The old woman rearranged herself in the chair, and again Nicolai was struck by her motions. Each shift seemed both easy and painfully uncomfortable at once. He got a mental image of a powerful metal claw attempting to cradle an egg.
 

“That’s fascinating,” said Nicolai.
 

Rachel Ryan’s face changed, nostalgic rambling replaced by a harsh, cynical expression.

“Cut the shit,” she snapped. “They told me you were a friend of Micah’s and that you wanted to pay me a visit. That’s absurd. So what the hell are you here for?”
 

Nicolai watched the woman for a moment, reframing. He’d been lured into thinking he was talking to a delicate old woman who’d lived through plenty and had a tale she wanted to tell. He’d been fooled by the packaging and hadn’t thought to look inside. Now he saw where he was — not sitting in front of a lonely old flower who wished for company and love in her waning days. In truth, he was sitting in front of a spider, its web already spun halfway around him.

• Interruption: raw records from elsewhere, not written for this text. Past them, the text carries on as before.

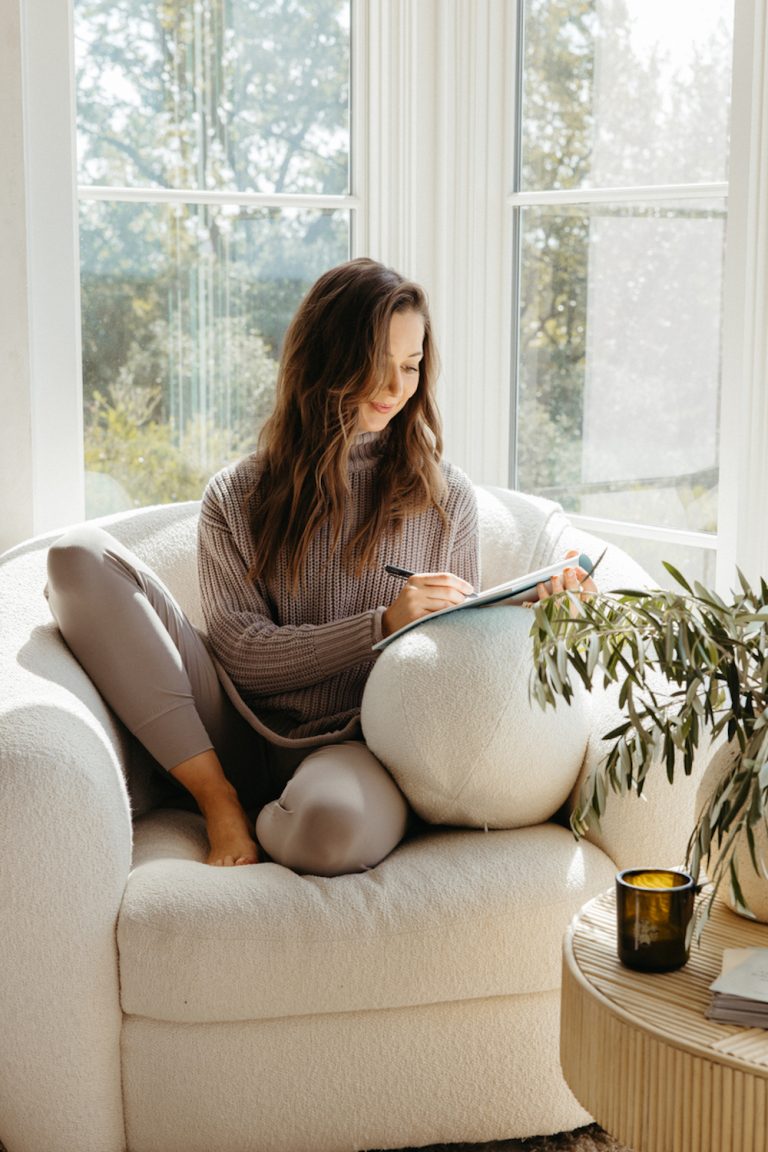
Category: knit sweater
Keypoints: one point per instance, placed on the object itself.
(296, 666)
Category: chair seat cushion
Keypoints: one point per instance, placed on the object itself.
(450, 915)
(448, 710)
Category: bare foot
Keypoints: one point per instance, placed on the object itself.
(229, 835)
(229, 832)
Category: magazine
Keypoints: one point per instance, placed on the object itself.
(514, 591)
(739, 995)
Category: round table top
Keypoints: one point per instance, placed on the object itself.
(639, 1053)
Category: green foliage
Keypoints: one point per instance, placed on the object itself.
(184, 307)
(687, 665)
(154, 444)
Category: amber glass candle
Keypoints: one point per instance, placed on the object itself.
(653, 914)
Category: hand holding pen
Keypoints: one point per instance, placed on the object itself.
(423, 593)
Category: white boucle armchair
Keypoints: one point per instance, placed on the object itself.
(152, 1003)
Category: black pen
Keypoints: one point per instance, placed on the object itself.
(394, 570)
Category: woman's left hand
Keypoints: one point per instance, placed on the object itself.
(572, 580)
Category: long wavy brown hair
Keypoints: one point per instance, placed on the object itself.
(333, 360)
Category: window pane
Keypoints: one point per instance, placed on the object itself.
(625, 92)
(251, 96)
(694, 563)
(183, 313)
(620, 361)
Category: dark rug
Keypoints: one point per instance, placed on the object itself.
(583, 1139)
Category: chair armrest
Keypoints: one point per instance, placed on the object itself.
(65, 856)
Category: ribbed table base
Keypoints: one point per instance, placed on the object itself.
(639, 1054)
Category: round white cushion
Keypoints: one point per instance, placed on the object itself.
(447, 709)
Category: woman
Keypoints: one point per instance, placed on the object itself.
(291, 552)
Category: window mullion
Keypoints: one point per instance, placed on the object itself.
(743, 513)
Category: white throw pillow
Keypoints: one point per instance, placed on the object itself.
(447, 709)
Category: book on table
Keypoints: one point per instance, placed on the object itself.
(739, 995)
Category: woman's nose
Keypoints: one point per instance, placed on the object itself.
(394, 384)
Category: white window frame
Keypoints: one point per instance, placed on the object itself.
(432, 167)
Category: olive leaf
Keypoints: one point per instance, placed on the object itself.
(687, 666)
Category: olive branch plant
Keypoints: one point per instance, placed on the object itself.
(686, 665)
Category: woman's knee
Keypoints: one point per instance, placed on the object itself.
(331, 820)
(75, 559)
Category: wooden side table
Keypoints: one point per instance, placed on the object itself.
(639, 1053)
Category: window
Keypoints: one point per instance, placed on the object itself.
(620, 210)
(213, 145)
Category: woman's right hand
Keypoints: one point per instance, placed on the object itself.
(423, 593)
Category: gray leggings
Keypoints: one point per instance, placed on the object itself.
(339, 811)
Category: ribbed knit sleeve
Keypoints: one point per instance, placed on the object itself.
(264, 657)
(299, 662)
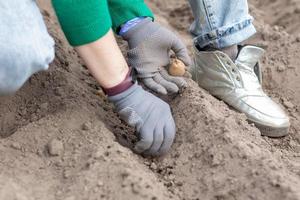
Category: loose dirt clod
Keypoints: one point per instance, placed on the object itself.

“Why is the idea absurd?” he said.

The question was meant to buy him a few seconds. He’d come in with a half-formed idea to tell Rachel that his visit was for medical market research on behalf of Xenia Labs, but he’d never finished the idea for two reasons. One was that he wasn’t medical and didn’t know where to take the scenario if she asked questions. But more dangerously, he now realized he’d made the mistake of assuming she wouldn’t be sharp enough to see right through it.
 

Rachel gave him a look before answering: “Because Micah doesn’t have any friends.”
 

Nicolai met her eyes, his story crumbling to dust.